You are vulnerable to this type of attack if you are loading models that were serialized in a format that supports code execution(most of them).

Importantly, a Model Serialization Attack is not detected by traditional anti-virus/malware solutions and require additional tooling for protection.

Your choice of machine learning framework or model provider may require a format that supports code execution. Often there is a tradeoff between security and convenience, making an informed choice strengthens your security posture.

How to Prevent Model Serialization Attacks

If you can, adopt safe formats that do not store any code. This will prevent the attack but they may not be entirely possible to adopt. That is why we built and released ModelScan.

ModelScan does not load the model and execute the code automatically, it loads the contents into memory and searches for unsafe code operations used in model serialization attacks. This approach keeps your environment totally safe even with a potentially compromised model. Additionally it is fast, evaluating many models in seconds.

Scan All Models Before Use

Ad-hoc scanning is a great first step, please drill it into yourself, peers, and friends to do this whenever they pull down a new model to explore. It is not sufficient to improve security for production MLOps processes.

Model scanning needs to be performed more than once to secure the model through its lifecycle, we recommend that you:

  1. Scan all pre-trained models before loading it for further work to prevent a compromised model from impacting your model building or data science environments.
  2. Scan all models after training to detect a supply chain attack that compromises new models.
  3. Scan all models before deploying to an endpoint to ensure that the model has not been compromised after storage.

The red blocks below highlight this in a traditional ML Pipeline:

Inside ML Pipelines you will embed a script that runs the following command per model before retraining, publishing to a registry, and before deployment:

modelscan -p /PATH_TO/YOUR_MODEL

This will take seconds to run on most models, and less than a few minutes on some of the largest LLMs available today.

This is the output if issues are found:

If an issue is found within the model, reach out to the creators of the model before using it to understand why they are delivering unsafe code. Do not use the model without a thorough investigation.

Adopt the following processes:

  • Add ModelScan to your standard list of packages installed on all data science environments, guiding users to scan any models that they find before using them.
  • Add ModelScan to your machine learning pipeline so it can be used after any step.
  • Before a file enters your Model Registry, scan it.
  • Before you deploy a model to a production endpoint, scan it.
  • Only use models from trusted sources and always validate their checksums before use.

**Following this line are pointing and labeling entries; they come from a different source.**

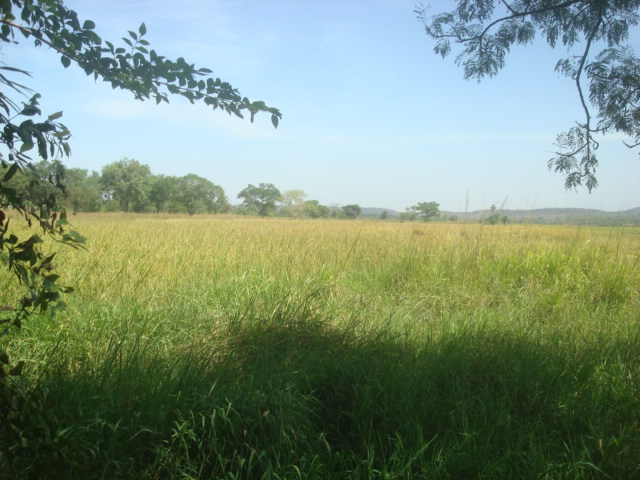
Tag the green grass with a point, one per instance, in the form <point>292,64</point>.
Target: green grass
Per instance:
<point>232,348</point>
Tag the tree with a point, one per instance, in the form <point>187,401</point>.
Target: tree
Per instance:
<point>313,209</point>
<point>23,132</point>
<point>261,199</point>
<point>351,211</point>
<point>83,189</point>
<point>292,202</point>
<point>487,29</point>
<point>128,182</point>
<point>496,217</point>
<point>427,210</point>
<point>163,192</point>
<point>199,195</point>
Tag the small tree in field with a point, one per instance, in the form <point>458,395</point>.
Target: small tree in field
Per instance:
<point>261,199</point>
<point>427,210</point>
<point>25,134</point>
<point>351,211</point>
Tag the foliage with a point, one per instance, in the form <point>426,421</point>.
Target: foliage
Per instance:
<point>496,217</point>
<point>199,195</point>
<point>351,211</point>
<point>427,210</point>
<point>134,67</point>
<point>293,203</point>
<point>128,182</point>
<point>487,29</point>
<point>261,199</point>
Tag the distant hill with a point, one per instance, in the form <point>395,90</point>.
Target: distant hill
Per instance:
<point>571,216</point>
<point>376,212</point>
<point>575,216</point>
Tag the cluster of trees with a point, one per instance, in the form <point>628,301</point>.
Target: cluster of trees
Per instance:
<point>126,185</point>
<point>130,186</point>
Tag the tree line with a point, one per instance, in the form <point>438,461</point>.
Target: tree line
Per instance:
<point>130,186</point>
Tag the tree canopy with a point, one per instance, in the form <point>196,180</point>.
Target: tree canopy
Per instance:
<point>607,81</point>
<point>261,199</point>
<point>26,134</point>
<point>427,210</point>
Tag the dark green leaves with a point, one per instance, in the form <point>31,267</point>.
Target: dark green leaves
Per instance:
<point>486,30</point>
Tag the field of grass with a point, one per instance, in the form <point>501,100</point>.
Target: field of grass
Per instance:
<point>222,347</point>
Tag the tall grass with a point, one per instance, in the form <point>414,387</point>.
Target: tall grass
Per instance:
<point>222,347</point>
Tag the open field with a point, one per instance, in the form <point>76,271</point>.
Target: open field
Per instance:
<point>234,347</point>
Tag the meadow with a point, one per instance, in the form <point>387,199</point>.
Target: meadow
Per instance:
<point>246,348</point>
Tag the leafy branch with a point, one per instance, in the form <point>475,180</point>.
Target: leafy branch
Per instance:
<point>471,25</point>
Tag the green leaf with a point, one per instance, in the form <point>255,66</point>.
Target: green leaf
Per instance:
<point>10,173</point>
<point>55,116</point>
<point>26,146</point>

Implementing those processes to your MLOps practice is a great step to expanding your practice to MLSecOps and embedding security as effectively there as your traditional application development practices.

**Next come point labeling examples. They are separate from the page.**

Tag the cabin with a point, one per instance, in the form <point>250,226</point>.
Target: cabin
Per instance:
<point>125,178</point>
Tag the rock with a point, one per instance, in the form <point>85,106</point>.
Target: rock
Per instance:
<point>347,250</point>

Not all models in your environment come from your pipelines, and many are loaded to explore and better understand other approaches. They are still capable of compromising your security. ModelScan is built to work locally for your data scientists and other engineers as well.

When a data scientist starts to explore a new model from HuggingFace, make it second nature for them to scan the model before use. We’ve made it easy with direct HuggingFace support:

 

# Scan the model `structured-data-classification-grn-vsn` from Keras-IO
modelscan -hf keras-io/structured-data-classification-grn-vsn

Getting Started

ModelScan can secure your ML pipelines, inference endpoints(at any stage), and data science environments without restricting creativity or performance.

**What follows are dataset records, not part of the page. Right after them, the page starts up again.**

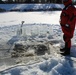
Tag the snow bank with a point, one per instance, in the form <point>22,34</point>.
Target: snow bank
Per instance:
<point>25,7</point>
<point>51,66</point>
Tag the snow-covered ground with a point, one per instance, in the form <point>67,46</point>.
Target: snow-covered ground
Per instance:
<point>44,27</point>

Implementation can be done in just a few minutes.

For the latest installation instructions, code samples, and documentation check out the project on GitHub: https://github.com/protectai/modelscan.

  1. Scan models before use.
  2. Share ModelScan with anyone you know working in machine learning.
  3. Demand model providers share results on their models when publishing.

Together we improve machine learning security, and help build a safer AI-powered world.

Seriously, scan any model you don't trust before loading it for use.